Макрон ухмыльнулся, припомив, что именно таким прозвищем наградили его легионеры в далекие боевые времена.

Он незаметно для себя размечтался, погрузившись в теплую ароматную воду по грудь и прижав к себе притихшую Друзиллу. Император Гней Невий Серторий Макрон! Он видел себя на золотой колеснице в пурпурном плаще, въезжающим в Рим в лавровом венке триумфатора, за ним шагают легионы, тянутся повозки с грудами захваченных сокровищ, униженные царственные заложники, множество рабов. И все рукоплещут ему и его прекрасной жене с черными волосами, горделиво стоящей рядом на колеснице.

Тихий кашель Друзиллы вспугнул и развеял его мечты. Щеки ее разгорелись ярким румянцем, и она, прикрыв рот ладонью, сотрясалась в кашле.

– Что с тобой, моя пантера? – обеспокоенно спросил Макрон. – Подхватила осеннюю простуду?

– Ничего страшного, – с усилием произнесла она и, оторвав ото рта ладонь, поспешно опустила ее в воду. – Не беспокойся.

Но он заметил, как слегка порозовела вода. Неужели она кашляет кровью? А может, показалось из-за алых лепестков?


А за несколько кварталов от тайного прибежища любовников – дворца наслаждений Лары Варус – одна подруга утешала другую, изливающую у нее на плече свое горе.

– Я не знаю, как жить дальше, – стонала Энния, заливая белую столу Ливиллы потоками слез и сурьмы. – Макрон изменяет мне! Наша любовь прошла! А я, глупая, надеялась… Теперь он отошлет меня обратно к отцу.
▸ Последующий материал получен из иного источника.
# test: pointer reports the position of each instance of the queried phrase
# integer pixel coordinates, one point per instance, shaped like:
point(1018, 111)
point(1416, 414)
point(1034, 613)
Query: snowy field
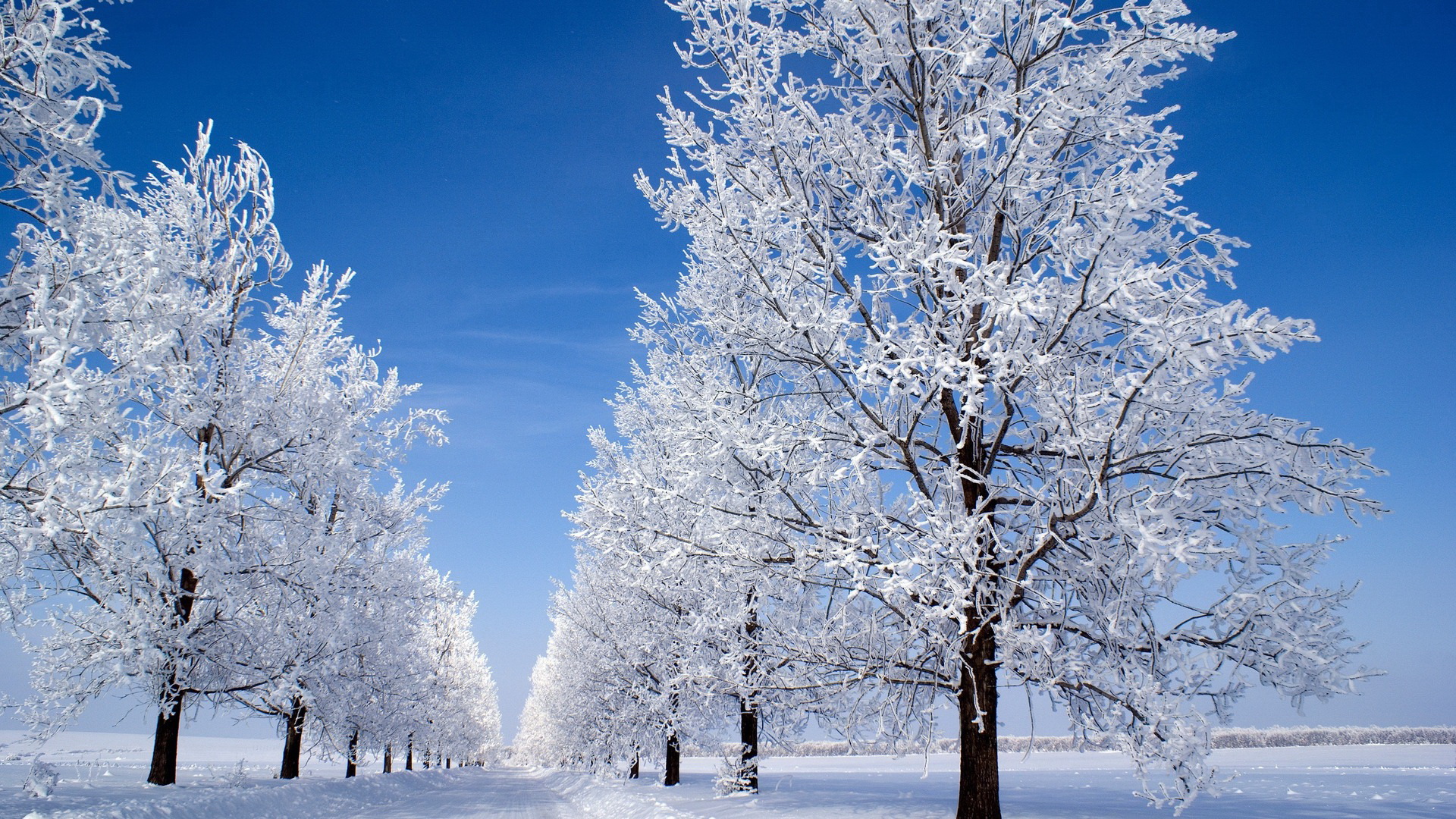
point(102, 779)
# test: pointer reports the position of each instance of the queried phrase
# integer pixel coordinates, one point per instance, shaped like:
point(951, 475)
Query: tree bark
point(293, 741)
point(673, 763)
point(351, 767)
point(748, 739)
point(981, 777)
point(165, 744)
point(169, 719)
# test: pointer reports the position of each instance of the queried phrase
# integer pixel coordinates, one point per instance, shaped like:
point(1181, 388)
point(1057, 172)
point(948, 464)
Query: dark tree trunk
point(169, 719)
point(165, 745)
point(293, 741)
point(748, 738)
point(351, 767)
point(672, 763)
point(981, 779)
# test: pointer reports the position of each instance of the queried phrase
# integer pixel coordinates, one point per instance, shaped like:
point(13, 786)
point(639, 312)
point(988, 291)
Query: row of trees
point(200, 483)
point(944, 404)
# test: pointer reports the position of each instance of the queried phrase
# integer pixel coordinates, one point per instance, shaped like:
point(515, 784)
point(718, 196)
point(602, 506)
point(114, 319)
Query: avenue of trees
point(200, 490)
point(944, 404)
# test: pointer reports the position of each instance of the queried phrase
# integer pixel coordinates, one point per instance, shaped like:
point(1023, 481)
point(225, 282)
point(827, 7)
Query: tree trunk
point(169, 719)
point(981, 779)
point(293, 741)
point(165, 744)
point(351, 767)
point(672, 763)
point(748, 739)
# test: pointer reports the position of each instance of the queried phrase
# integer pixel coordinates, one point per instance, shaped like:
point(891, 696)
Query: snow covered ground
point(102, 779)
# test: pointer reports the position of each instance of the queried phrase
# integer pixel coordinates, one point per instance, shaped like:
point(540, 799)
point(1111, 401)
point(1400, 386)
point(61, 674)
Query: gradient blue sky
point(473, 162)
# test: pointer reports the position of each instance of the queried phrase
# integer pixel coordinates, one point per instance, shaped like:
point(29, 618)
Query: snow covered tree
point(55, 93)
point(993, 390)
point(206, 475)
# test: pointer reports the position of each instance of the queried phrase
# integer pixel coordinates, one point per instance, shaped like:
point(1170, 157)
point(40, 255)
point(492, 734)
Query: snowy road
point(506, 793)
point(102, 777)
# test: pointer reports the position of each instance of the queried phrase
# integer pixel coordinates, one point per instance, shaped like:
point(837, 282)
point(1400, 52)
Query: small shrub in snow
point(237, 777)
point(41, 780)
point(733, 776)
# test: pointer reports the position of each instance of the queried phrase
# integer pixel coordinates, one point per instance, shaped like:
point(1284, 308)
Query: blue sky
point(473, 162)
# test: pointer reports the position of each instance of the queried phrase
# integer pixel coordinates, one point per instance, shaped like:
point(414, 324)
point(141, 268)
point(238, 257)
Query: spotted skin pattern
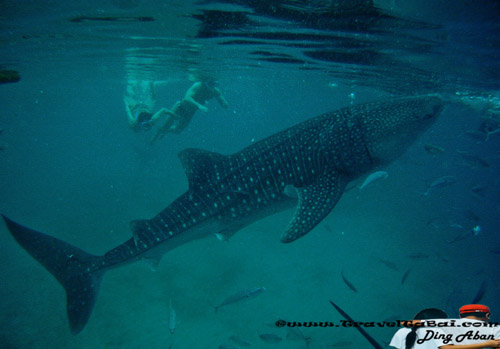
point(316, 159)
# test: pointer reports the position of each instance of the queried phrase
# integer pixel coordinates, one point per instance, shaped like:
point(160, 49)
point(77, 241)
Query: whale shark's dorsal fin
point(315, 203)
point(201, 165)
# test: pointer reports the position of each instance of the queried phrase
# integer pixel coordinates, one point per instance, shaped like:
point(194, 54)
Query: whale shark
point(315, 159)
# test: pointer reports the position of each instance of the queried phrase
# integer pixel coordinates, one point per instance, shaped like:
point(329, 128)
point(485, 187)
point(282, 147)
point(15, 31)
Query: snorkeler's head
point(431, 313)
point(477, 310)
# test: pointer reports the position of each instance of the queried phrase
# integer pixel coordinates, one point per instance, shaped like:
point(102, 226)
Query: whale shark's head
point(391, 127)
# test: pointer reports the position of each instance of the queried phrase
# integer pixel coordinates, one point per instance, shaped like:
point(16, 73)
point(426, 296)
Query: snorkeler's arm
point(220, 98)
point(131, 120)
point(191, 94)
point(495, 343)
point(160, 113)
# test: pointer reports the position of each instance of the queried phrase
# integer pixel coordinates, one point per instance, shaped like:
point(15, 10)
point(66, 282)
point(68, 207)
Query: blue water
point(71, 167)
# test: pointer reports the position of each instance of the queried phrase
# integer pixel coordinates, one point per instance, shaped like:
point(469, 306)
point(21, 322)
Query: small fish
point(441, 182)
point(477, 135)
point(480, 293)
point(342, 344)
point(172, 318)
point(433, 149)
point(347, 282)
point(373, 177)
point(361, 330)
point(405, 276)
point(270, 338)
point(240, 341)
point(462, 236)
point(473, 160)
point(242, 295)
point(389, 264)
point(295, 333)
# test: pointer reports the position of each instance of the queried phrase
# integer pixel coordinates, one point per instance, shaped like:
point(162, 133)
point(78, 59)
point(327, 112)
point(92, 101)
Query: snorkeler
point(180, 115)
point(140, 99)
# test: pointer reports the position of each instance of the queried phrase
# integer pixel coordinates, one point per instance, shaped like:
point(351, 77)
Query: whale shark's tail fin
point(77, 271)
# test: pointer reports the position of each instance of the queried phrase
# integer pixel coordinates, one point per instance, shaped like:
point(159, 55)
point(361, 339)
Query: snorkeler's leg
point(166, 128)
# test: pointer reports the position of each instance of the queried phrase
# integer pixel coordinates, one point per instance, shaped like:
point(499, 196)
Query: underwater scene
point(245, 173)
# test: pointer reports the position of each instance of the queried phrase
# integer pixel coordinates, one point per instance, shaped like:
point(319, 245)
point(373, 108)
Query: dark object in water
point(240, 341)
point(242, 295)
point(473, 160)
point(480, 293)
point(359, 328)
point(80, 19)
point(270, 338)
point(7, 76)
point(348, 283)
point(441, 182)
point(433, 149)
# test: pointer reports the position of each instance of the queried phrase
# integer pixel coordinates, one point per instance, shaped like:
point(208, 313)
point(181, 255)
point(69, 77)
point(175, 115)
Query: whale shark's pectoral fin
point(315, 203)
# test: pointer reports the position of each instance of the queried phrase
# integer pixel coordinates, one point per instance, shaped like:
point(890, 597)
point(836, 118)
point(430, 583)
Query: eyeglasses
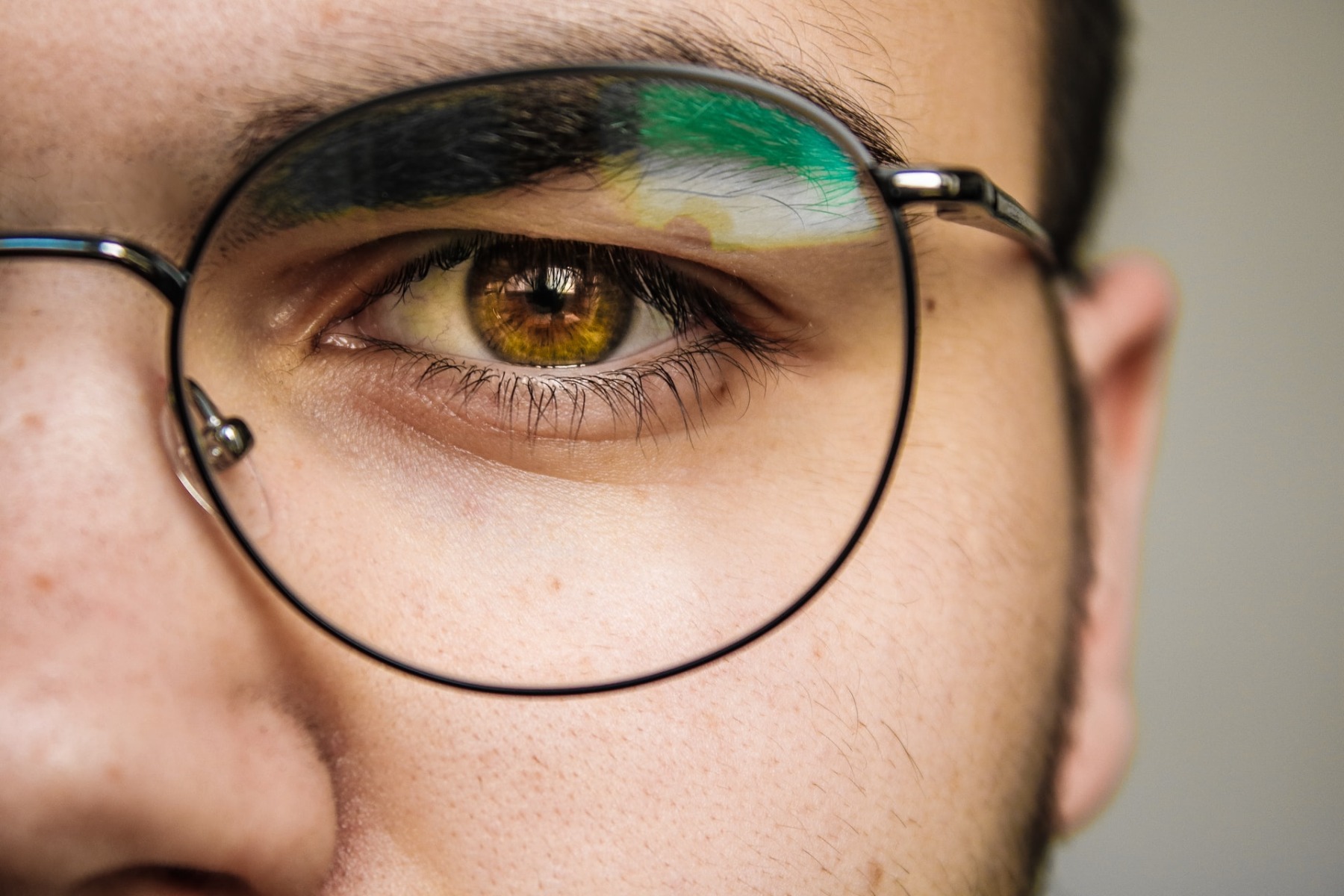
point(557, 381)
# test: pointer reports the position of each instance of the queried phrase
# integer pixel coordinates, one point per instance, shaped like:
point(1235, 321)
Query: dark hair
point(1083, 69)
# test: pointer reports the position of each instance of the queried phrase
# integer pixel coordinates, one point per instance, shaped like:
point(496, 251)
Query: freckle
point(875, 874)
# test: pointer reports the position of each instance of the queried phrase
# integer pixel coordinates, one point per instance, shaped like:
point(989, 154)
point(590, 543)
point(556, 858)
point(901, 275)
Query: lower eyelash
point(625, 393)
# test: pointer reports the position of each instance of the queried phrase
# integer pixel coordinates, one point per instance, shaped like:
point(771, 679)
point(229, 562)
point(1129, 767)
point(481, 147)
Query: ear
point(1120, 329)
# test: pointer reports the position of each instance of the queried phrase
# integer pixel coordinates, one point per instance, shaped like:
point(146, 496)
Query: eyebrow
point(682, 42)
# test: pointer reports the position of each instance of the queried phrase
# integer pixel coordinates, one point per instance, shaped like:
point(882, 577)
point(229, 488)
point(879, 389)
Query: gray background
point(1233, 169)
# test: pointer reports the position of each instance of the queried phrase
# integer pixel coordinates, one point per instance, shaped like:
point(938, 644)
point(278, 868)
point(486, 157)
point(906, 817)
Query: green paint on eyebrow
point(695, 120)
Добрая Ливилла, как могла, старалась ее утешить:

– Но ведь все римские мужчины проводят время с гетерами. Где были твои глаза? Неужели он никогда раньше не посещал лупанары? Да они с моим братом чаще остальных бывали там. Я знаю, что Виниций тоже ходит к Ларе Варус, но смотрю на это сквозь пальцы.